Neonates at risk for early-onset sepsis are started on antibiotics empirically. Antibiotic resistance to conventionally used antibiotics is increasingly being reported. Antenatal maternal antibiotic exposure in this setting contributes to low yield on blood culture drawn at birth, limiting the planning of antibiotics based on culture reports. A head-to-head comparison for selecting the appropriate antibiotic is one strategy.
To compare monotherapy with amikacin against piperacillin-tazobactum as an empirical therapy in neonates at risk for early-onset sepsis.
Randomized open-label controlled trial with stratification and block randomization.
Tertiary care neonatal unit in India
All consecutive inborn neonates delivered between 01 May 2009 and 30 April 2011 who were ≥28 week gestation and/or ≥1000 g birth weight with risk factors for early-onset sepsis.
Randomized to receive either amikacin or piperacillin-tazobactum, after stratifying as asymptomatic or symptomatic within 1 h of birth.
Incidence of treatment failure to the allocated antibiotic defined as blood culture isolate reported resistant to the allocated antibiotic or progression of the illness, necessitating a change of antibiotic.
Of 204 eligible cases, 187 were enrolled. Seventeen babies were excluded. A total of 128 neonates were stratified as asymptomatic and 59 as symptomatic. In all, 64 of the asymptomatic cases received amikacin and 64 received piperacillin-tazobactum, while 29 symptomatic babies received amikacin and 30 received piperacillin-tazobactum. Five babies had blood culture-positive sepsis, and 28 babies had strong suspicion of sepsis. There was no difference in the treatment failure in the amikacin group (3 of 93; 3.2%) compared with piperacillin-tazobactum group (2 of 94; 2.1%) (p > 0.01) and no difference in the incidence of second infection, fungal sepsis and all-cause mortality at day 7 and 28 between the two study groups (p > 0.01).
Monotherapy with amikacin as an empirical antibiotic did not result in a higher incidence of treatment failure in neonates at risk for early-onset sepsis as compared with piperacillin-tazobactum. Both antibiotics were effective in management of babies with early-onset sepsis.

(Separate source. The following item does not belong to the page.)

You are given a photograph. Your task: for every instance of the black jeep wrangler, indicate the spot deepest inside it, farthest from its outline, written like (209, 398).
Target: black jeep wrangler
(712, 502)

有早发型败血症风险的新生儿开始接受经验性抗生素治疗。对传统使用抗生素的耐药性报告日益增多。在这种情况下,产前母亲使用抗生素会导致出生时血培养阳性率低,限制了根据培养报告制定抗生素治疗方案。进行直接比较以选择合适的抗生素是一种策略。
比较阿米卡星单药治疗与哌拉西林 - 他唑巴坦作为有早发型败血症风险新生儿的经验性治疗。
分层和区组随机化的随机开放标签对照试验。
印度的三级护理新生儿病房
2009年5月1日至2011年4月30日期间出生的所有连续出生的新生儿,孕周≥28周和/或出生体重≥1000克,且有早发型败血症风险因素。
出生后1小时内根据有无症状分层,随机接受阿米卡星或哌拉西林 - 他唑巴坦治疗。
分配抗生素治疗失败的发生率,定义为血培养分离出对分配抗生素耐药或病情进展,需要更换抗生素。
204例符合条件的病例中,187例入组。17例婴儿被排除。共128例无症状新生儿分层,59例有症状。无症状病例中,64例接受阿米卡星,64例接受哌拉西林 - 他唑巴坦,有症状婴儿中,29例接受阿米卡星,30例接受哌拉西林 - 他唑巴坦。5例婴儿血培养确诊败血症,28例婴儿高度怀疑败血症。阿米卡星组治疗失败率(93例中有3例;3.2%)与哌拉西林 - 他唑巴坦组(94例中有2例;2.1%)相比无差异(p>0.01),两组在第7天和第28天的二次感染、真菌败血症和全因死亡率发生率也无差异(p>0.01)。
与哌拉西林 - 他唑巴坦相比,阿米卡星单药作为经验性抗生素治疗有早发型败血症风险的新生儿时,治疗失败率并未更高。两种抗生素对早发型败血症婴儿的治疗均有效。